Samuel Wyly’s lawyer, fighting a $2.2 billion claim by the Internal Revenue Service, told a skeptical judge that his client’s tax planning was “aggressive but not illegal.”

The IRS is suing to recover unpaid taxes, interest and penalties on money held in offshore trusts from 1992 to 2013 by Sam Wyly and his late brother Charles, who got rich building businesses including the Michaels Stores Inc. arts-and-crafts chain. The Dallas bankruptcy judge heard closing arguments Wednesday.
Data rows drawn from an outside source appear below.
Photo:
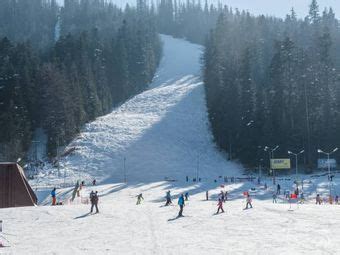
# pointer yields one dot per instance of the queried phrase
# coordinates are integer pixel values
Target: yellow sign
(282, 163)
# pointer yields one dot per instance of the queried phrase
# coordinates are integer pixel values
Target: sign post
(280, 164)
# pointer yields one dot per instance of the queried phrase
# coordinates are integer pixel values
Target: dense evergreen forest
(274, 82)
(63, 66)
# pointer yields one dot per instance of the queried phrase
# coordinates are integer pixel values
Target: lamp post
(296, 162)
(329, 166)
(271, 155)
(125, 175)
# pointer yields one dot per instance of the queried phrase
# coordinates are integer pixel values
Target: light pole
(271, 155)
(125, 176)
(329, 166)
(296, 162)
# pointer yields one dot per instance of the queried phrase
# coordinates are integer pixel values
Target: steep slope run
(160, 133)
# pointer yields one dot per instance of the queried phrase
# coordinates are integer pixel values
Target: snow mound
(162, 132)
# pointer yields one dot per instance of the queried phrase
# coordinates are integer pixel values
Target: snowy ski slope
(163, 132)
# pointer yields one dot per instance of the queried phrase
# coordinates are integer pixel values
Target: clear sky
(277, 8)
(281, 7)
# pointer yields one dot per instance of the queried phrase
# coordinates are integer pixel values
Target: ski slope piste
(164, 132)
(161, 133)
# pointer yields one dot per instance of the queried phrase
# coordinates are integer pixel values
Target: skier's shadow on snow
(83, 216)
(176, 218)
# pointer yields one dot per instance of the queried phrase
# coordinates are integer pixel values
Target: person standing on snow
(94, 201)
(274, 198)
(318, 199)
(249, 202)
(168, 198)
(139, 198)
(278, 190)
(220, 206)
(181, 205)
(221, 196)
(75, 190)
(53, 195)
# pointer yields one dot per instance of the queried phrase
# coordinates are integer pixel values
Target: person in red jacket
(248, 202)
(220, 206)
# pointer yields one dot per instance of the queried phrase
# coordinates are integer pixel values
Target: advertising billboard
(283, 163)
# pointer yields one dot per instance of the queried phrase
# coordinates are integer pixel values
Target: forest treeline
(272, 82)
(64, 66)
(268, 81)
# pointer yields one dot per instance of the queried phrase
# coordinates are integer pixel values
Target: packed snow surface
(122, 227)
(161, 133)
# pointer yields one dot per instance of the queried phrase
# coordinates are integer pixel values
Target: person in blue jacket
(181, 205)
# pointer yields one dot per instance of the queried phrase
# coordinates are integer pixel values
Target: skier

Wyly and his brother’s widow, Caroline “Dee” Wyly, filed for bankruptcy protection after the Securities and Exchange Commission won a fraud lawsuit against the brothers in Manhattan in 2014. Charles died in a car accident in 2011. The SEC verdict also prompted demands for 22 years’ worth of back taxes and penalties by the IRS, which the agency said was related to the securities fraud.

The IRS alleges the Wylys established and controlled “an elaborately complex network of numerous offshore entities in known tax havens that engaged in a series of financial transactions to avoid detection and taxation.” The Wylys say they relied on experts to sign off on the trusts.


‘Not Illegal’


“The debtors have shown that the planning here was aggressive but not illegal,” Wyly attorney Donald Lan told U.S. Bankruptcy Judge Barbara Houser. “Aggressive does not mean it’s fraud. Aggressive does not even mean it’s wrong. Aggressive means there is a risk you are going to lose.”

Houser expressed doubts about one particular round of trusts, saying they gave her “heartburn.”

“Those trusts were wrong from the beginning,” the judge said. “Those trusts were, should I say it, fraudulent.”

She also took issue with the Wylys’ reliance on experts, a repeated theme during 11 days of testimony. If that was the law, she said, then every taxpayer could hide behind an agent and “nobody would ever be liable for anything.”

Houser said none of her questions should suggest she has her mind made up. The judge will issue a written opinion of her findings, which will determine how big a claim the IRS can assert in the Wylys’ Chapter 11 case.